Correct BP Measurement vs Hypertension
Ibrahim Msangi
Medical Doctor Dedicated to Providing Evidence-Based Information to Enhance Health | Health Research Ethics | Health Writer | English-Swahili Medical Translator | Digital Health
It seems so easy, after all we do it everyday. I one of the common medical procedures done in clinics. There is a say that goes as this “ don’t overlook small things” in this topic nothing can be further from the truth of the saying.
First things first
Definition: Is the force exerted by the circulating blood against the walls of the arteries. The results are given in two numbers. The first is SBP or systolic blood pressure which is the pressure caused by the heart contracting and pushing out blood. The second number is DBP or diastolic blood pressure which is the pressure when your heart relaxes and fills with blood.
?Blood pressure is measured by a BP measuring device. They come in different types and mechanisms of measurements. These includes manual sphygmomanometers, which include mercury and anaeroid devices; and automated sphygmomanometers (O'brien et al 2001) . Mercury devices are now rarely used due to the health risk that mercury carries.
So in many clinics we use aneroid devices and automated ones. Aneroid devices requires to listen for Korotkoff's sounds and reading the number at which these sounds are heard thus requiring good eye hand coordination and good hearing for correct measurement. This obviously increase the risk for errors. Automated devices uses oscillometric technique which involves conversion of the signals obtained by using a set of algorithms set in the device. They allow little margin of errors when are validated, functional and well maintained e.g. regular battery changes.
Types of BP measuring devices, mercury device, aneroid device and automated devices.
Does it matter?
One can rightfully ask the question “does it matter how we measure BP, why all the fuzz?”. The answer is yes it does matter! We know that hypertension or elevated blood pressure significantly increases the risks of heart, brain, kidney and other diseases. An estimated 1.28 billion adults aged 30-79 years worldwide have hypertension, two-thirds living in low- and middle-income countries. An estimated 46% of adults with hypertension are unaware that they have the condition. Less than half of adults i.e. 42% with hypertension are diagnosed and treated. Approximately 1 in 5 adults i.e. 21% with hypertension have it under control. Hypertension is a major cause of premature death worldwide (WHO, 2021).
BP measurement is where hypertension is first diagnosed, treatment initiated and monitored and through BP measurement decisions are made to increase doses or add antihypertensive if the BP remains uncontrolled. Therefore BP measurement is the gateway through which hypertension and cardiovascular disease is managed. This means errors in BP measurement can have huge consequence on an individual patient, healthcare system and the public at large.

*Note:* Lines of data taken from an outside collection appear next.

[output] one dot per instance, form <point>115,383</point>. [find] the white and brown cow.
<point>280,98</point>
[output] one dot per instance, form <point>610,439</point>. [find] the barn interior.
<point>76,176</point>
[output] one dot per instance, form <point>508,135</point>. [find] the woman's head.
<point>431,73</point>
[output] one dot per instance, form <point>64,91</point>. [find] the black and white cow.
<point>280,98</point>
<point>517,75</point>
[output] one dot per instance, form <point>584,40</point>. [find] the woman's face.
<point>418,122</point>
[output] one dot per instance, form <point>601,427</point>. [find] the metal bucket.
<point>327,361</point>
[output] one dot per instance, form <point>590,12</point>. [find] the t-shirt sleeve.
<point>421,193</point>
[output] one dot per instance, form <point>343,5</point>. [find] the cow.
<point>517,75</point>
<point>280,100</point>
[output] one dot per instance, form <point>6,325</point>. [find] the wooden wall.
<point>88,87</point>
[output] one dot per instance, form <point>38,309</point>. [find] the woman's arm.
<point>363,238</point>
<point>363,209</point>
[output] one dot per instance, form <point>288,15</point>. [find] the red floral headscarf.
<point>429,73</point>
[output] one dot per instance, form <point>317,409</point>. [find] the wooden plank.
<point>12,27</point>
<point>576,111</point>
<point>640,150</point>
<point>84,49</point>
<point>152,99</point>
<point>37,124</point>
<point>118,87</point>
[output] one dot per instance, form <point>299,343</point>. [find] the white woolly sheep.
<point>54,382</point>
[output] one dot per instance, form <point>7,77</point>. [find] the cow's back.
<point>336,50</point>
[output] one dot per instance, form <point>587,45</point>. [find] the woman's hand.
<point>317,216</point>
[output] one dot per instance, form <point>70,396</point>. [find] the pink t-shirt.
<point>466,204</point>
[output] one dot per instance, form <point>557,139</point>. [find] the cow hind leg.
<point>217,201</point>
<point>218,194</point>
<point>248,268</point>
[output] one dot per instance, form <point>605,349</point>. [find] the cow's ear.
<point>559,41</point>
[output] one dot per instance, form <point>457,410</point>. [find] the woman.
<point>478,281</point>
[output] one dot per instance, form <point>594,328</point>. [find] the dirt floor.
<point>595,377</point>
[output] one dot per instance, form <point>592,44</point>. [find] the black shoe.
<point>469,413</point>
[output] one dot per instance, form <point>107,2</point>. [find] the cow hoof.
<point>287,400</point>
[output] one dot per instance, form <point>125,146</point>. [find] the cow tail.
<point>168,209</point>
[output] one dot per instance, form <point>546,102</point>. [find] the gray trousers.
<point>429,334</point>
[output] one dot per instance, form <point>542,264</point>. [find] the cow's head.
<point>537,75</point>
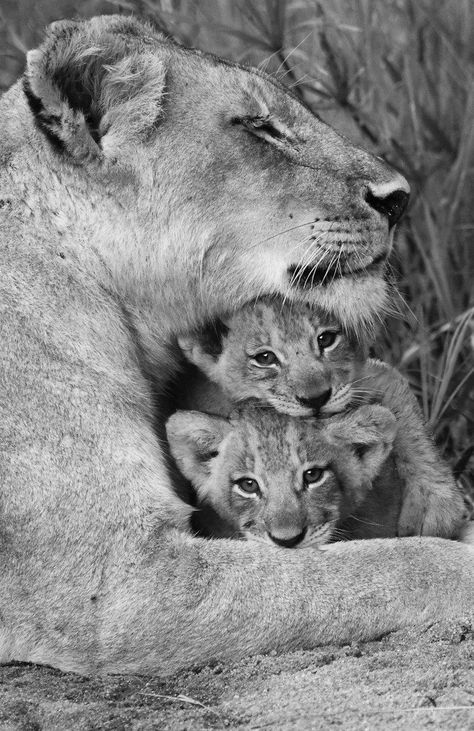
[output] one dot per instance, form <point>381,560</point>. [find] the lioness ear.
<point>95,85</point>
<point>195,439</point>
<point>370,430</point>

Overestimating BP equates to about 30 million American adults receiving unwarranted antihypertensive treatment leading to uneeded labelling, side effects and costs. Wheras underestimating leads to missing about 21 million people who probably have hypertension leading to missed opportunities for cardiovascular risk reduction (Jones DW et al 2003). Data is lacking for our country Tanzania and the African region of how much underestimation or overestimation of BP readings.

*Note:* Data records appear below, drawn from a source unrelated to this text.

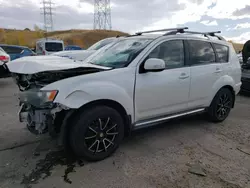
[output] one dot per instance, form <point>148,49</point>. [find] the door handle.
<point>218,70</point>
<point>183,76</point>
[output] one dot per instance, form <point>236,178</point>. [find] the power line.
<point>102,14</point>
<point>47,12</point>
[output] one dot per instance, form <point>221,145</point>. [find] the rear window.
<point>222,53</point>
<point>53,46</point>
<point>12,50</point>
<point>201,52</point>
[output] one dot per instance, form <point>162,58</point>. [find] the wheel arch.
<point>229,87</point>
<point>65,127</point>
<point>232,91</point>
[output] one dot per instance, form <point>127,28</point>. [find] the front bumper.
<point>38,120</point>
<point>4,71</point>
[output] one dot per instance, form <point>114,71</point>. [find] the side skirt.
<point>151,122</point>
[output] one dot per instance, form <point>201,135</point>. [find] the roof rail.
<point>178,29</point>
<point>206,34</point>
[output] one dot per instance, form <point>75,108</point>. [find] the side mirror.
<point>154,65</point>
<point>248,61</point>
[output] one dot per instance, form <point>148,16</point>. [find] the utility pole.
<point>102,15</point>
<point>47,12</point>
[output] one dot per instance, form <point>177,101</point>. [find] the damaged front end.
<point>37,107</point>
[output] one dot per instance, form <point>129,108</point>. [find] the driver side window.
<point>172,52</point>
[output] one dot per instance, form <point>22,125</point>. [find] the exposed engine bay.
<point>36,110</point>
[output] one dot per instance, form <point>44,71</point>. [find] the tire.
<point>96,133</point>
<point>221,105</point>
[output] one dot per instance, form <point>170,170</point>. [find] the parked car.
<point>240,57</point>
<point>4,58</point>
<point>73,47</point>
<point>246,68</point>
<point>246,77</point>
<point>47,46</point>
<point>140,81</point>
<point>16,52</point>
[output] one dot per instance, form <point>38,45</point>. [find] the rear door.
<point>205,71</point>
<point>166,92</point>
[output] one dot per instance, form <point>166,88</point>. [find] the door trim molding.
<point>151,122</point>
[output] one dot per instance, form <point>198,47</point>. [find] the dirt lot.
<point>164,156</point>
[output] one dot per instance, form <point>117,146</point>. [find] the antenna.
<point>47,12</point>
<point>102,15</point>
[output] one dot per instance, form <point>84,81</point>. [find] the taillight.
<point>3,58</point>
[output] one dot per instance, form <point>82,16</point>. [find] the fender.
<point>77,91</point>
<point>96,91</point>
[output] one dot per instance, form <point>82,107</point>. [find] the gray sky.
<point>231,17</point>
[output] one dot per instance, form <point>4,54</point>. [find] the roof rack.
<point>206,34</point>
<point>178,29</point>
<point>174,31</point>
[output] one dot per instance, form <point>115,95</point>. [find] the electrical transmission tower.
<point>102,15</point>
<point>47,12</point>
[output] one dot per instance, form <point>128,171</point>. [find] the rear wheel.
<point>221,105</point>
<point>97,133</point>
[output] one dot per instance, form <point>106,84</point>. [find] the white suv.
<point>138,82</point>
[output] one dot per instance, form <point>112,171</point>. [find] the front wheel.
<point>221,105</point>
<point>97,133</point>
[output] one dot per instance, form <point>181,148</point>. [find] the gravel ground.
<point>166,156</point>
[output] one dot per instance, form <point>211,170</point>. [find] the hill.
<point>83,38</point>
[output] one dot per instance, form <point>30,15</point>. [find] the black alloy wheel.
<point>101,135</point>
<point>224,106</point>
<point>221,105</point>
<point>97,132</point>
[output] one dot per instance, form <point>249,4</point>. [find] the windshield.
<point>53,46</point>
<point>121,53</point>
<point>101,43</point>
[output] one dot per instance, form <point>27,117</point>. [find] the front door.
<point>166,92</point>
<point>205,72</point>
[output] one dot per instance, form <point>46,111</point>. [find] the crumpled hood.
<point>36,64</point>
<point>79,55</point>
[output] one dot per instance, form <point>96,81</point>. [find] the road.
<point>158,157</point>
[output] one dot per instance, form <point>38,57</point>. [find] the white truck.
<point>47,46</point>
<point>140,81</point>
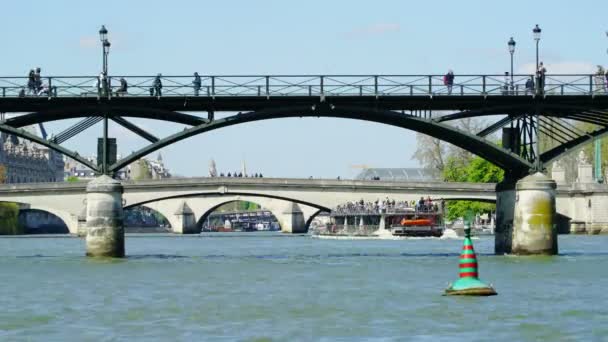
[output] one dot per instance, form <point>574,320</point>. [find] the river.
<point>274,287</point>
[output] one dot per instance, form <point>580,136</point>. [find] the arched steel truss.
<point>432,127</point>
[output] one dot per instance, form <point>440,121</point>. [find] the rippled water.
<point>268,287</point>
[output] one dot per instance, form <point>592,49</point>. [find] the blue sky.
<point>289,37</point>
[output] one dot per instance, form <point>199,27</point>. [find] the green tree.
<point>2,174</point>
<point>9,219</point>
<point>478,170</point>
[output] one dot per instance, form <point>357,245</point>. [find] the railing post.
<point>376,85</point>
<point>322,90</point>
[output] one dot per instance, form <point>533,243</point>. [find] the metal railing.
<point>318,85</point>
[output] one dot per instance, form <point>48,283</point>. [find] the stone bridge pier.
<point>526,214</point>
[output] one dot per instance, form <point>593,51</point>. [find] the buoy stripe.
<point>468,274</point>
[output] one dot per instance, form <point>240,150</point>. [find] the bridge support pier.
<point>534,228</point>
<point>105,230</point>
<point>185,222</point>
<point>292,219</point>
<point>505,210</point>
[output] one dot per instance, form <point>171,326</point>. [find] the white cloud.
<point>374,30</point>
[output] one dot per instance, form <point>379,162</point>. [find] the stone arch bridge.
<point>184,201</point>
<point>294,202</point>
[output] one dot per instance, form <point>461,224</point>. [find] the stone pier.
<point>292,219</point>
<point>105,230</point>
<point>534,222</point>
<point>505,210</point>
<point>185,221</point>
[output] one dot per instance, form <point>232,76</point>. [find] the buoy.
<point>468,283</point>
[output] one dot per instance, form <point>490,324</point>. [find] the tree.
<point>432,153</point>
<point>478,170</point>
<point>2,174</point>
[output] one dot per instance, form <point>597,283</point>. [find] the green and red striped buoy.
<point>468,283</point>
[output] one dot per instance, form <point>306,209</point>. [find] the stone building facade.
<point>27,162</point>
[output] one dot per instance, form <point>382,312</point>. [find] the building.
<point>27,162</point>
<point>400,174</point>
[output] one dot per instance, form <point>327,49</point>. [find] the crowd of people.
<point>389,205</point>
<point>36,87</point>
<point>241,175</point>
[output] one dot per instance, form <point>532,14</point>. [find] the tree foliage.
<point>2,174</point>
<point>9,219</point>
<point>477,170</point>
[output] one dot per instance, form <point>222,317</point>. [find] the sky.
<point>262,37</point>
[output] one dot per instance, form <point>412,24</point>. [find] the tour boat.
<point>391,222</point>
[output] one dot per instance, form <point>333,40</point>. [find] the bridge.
<point>422,103</point>
<point>186,202</point>
<point>293,201</point>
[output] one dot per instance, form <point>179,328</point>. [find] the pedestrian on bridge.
<point>31,83</point>
<point>196,84</point>
<point>157,86</point>
<point>529,86</point>
<point>540,75</point>
<point>448,81</point>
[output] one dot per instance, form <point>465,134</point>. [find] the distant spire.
<point>244,168</point>
<point>212,169</point>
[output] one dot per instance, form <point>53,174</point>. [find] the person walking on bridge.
<point>196,83</point>
<point>157,86</point>
<point>540,75</point>
<point>448,81</point>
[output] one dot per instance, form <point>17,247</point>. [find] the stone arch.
<point>69,220</point>
<point>144,223</point>
<point>200,220</point>
<point>36,221</point>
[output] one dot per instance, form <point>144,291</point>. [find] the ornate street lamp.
<point>105,45</point>
<point>536,32</point>
<point>511,45</point>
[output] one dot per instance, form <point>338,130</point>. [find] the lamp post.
<point>536,32</point>
<point>539,88</point>
<point>105,46</point>
<point>511,44</point>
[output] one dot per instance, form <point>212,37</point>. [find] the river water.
<point>273,287</point>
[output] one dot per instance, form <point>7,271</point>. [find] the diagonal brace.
<point>134,128</point>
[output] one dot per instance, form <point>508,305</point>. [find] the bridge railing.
<point>299,85</point>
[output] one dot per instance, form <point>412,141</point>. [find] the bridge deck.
<point>240,93</point>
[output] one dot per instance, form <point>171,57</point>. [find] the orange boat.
<point>417,222</point>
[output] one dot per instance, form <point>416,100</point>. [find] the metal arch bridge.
<point>407,101</point>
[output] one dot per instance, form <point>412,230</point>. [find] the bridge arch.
<point>69,220</point>
<point>495,154</point>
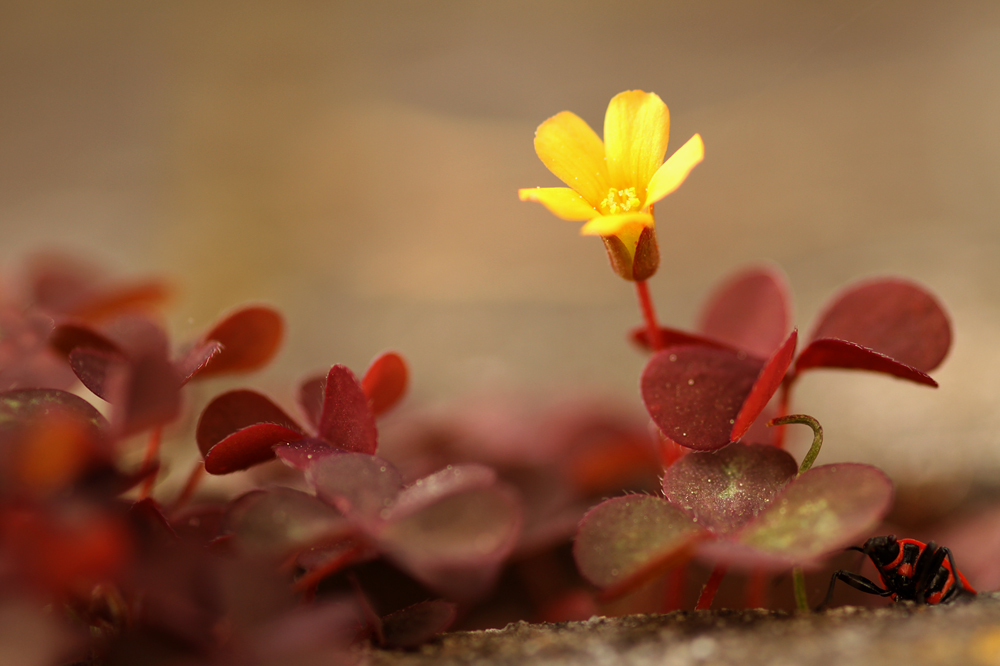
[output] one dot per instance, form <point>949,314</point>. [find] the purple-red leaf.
<point>894,317</point>
<point>346,420</point>
<point>750,311</point>
<point>628,540</point>
<point>196,358</point>
<point>821,511</point>
<point>722,490</point>
<point>385,382</point>
<point>250,338</point>
<point>281,520</point>
<point>361,486</point>
<point>92,366</point>
<point>415,625</point>
<point>456,545</point>
<point>694,394</point>
<point>145,393</point>
<point>672,337</point>
<point>452,480</point>
<point>834,353</point>
<point>767,383</point>
<point>311,399</point>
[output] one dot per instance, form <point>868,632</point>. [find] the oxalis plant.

All of these emphasize on the importance of correct BP measurement in?clinical practice so that patients gets proper diagnosis and management.
?
What does the evidence says:
The problem starts at the grassroots! The magnitude of this can captured in the study done in United States of America.?One hundred fifty-nine students from medical schools in 37 states attending the American Medical Association’s House of Delegates Meeting in June 2015 were assessed on an 11-element skillset on BP measurement. Only one student demonstrated proficiency on all 11 skills.
The mean number of elements performed properly was 4.1.?These 11 skills included (1) resting the patient for 5 minutes prior to the measurement or expressing intent to do so; (2) legs uncrossed; (3) feet on floor; (4) arm supported; (5) correct cuff size; (6) cuff placed over bare arm; (7) no talking; (8) no mobile phone use or reading; (9) BP measurement taken in both arms; (10) correctly identifying BP from the arm with the higher reading as being clinically more important when asked; (11) correctly identifying which arm to use for future readings (the arm with higher BP) (Rakotz M K et al 2016)
A study done in Spain reported ?on the level of knowledge about correct blood pressure (BP) measurement procedures among 175 third-year and 176 sixth-year students at a medical faculty, and 58 third-year students at a nursing college. Only 51.8% of all students thought that they knew how to measure BP correctly (28.6% in the third year, and 61.9% in the sixth year at the medical faculty, and 91.4% at the nursing college).
Among sixth-year medical students, 12.5% knew the appropriate cuff size, 35% that the stethoscope diaphragm should not be placed under the cuff, and 43% that the cuff deflation rate affects BP measurement. Among nursing students, 33% knew the appropriate cuff size, 22% that an outpatient’s BP should be measured more than once during each visit, and 55% that a diagnosis of hypertension can only be made if the BP is elevated on more than one visit (González-López J J et?al 2008).
In a descriptive cross-sectional study done in Nigeria, convenience sampling was used in selecting 211 respondents (82 doctors and 129 nurses). One hundred and fifty (71.1%) had not read the guidelines on BPM since graduation. A large proportion of the respondents had poor knowledge of BPM [n=155(73.5%)], and this was more pronounced among the nurses. The study concluded that the knowledge of BPM among doctors and nurses is suboptimal in the study’s practice setting. The poor knowledge spans across patients’ preparation, BPM technique, cuff selection and patients’ position (Ojo O S et al 2018).
It is clear that there is a problem in measuring BP accurately in clinical setting all over the world. The following are errors due to occur during BP measurement.
Errors encountered
Patient related: Meal intake, caffeine or nicotine intake. Full bladder can also interfere with BP readings. It is essential for the patient to rest for at least 5minutes and to not have taken caffeine, food or full bladder or any physical activity 30minutes prior BP measurements.
Procedure related: Inaccuracies during the procedure can include crossing legs at the knees, talking during BP measurement or having a patient heart below heart level. A fast deflation can also reduce accuracy.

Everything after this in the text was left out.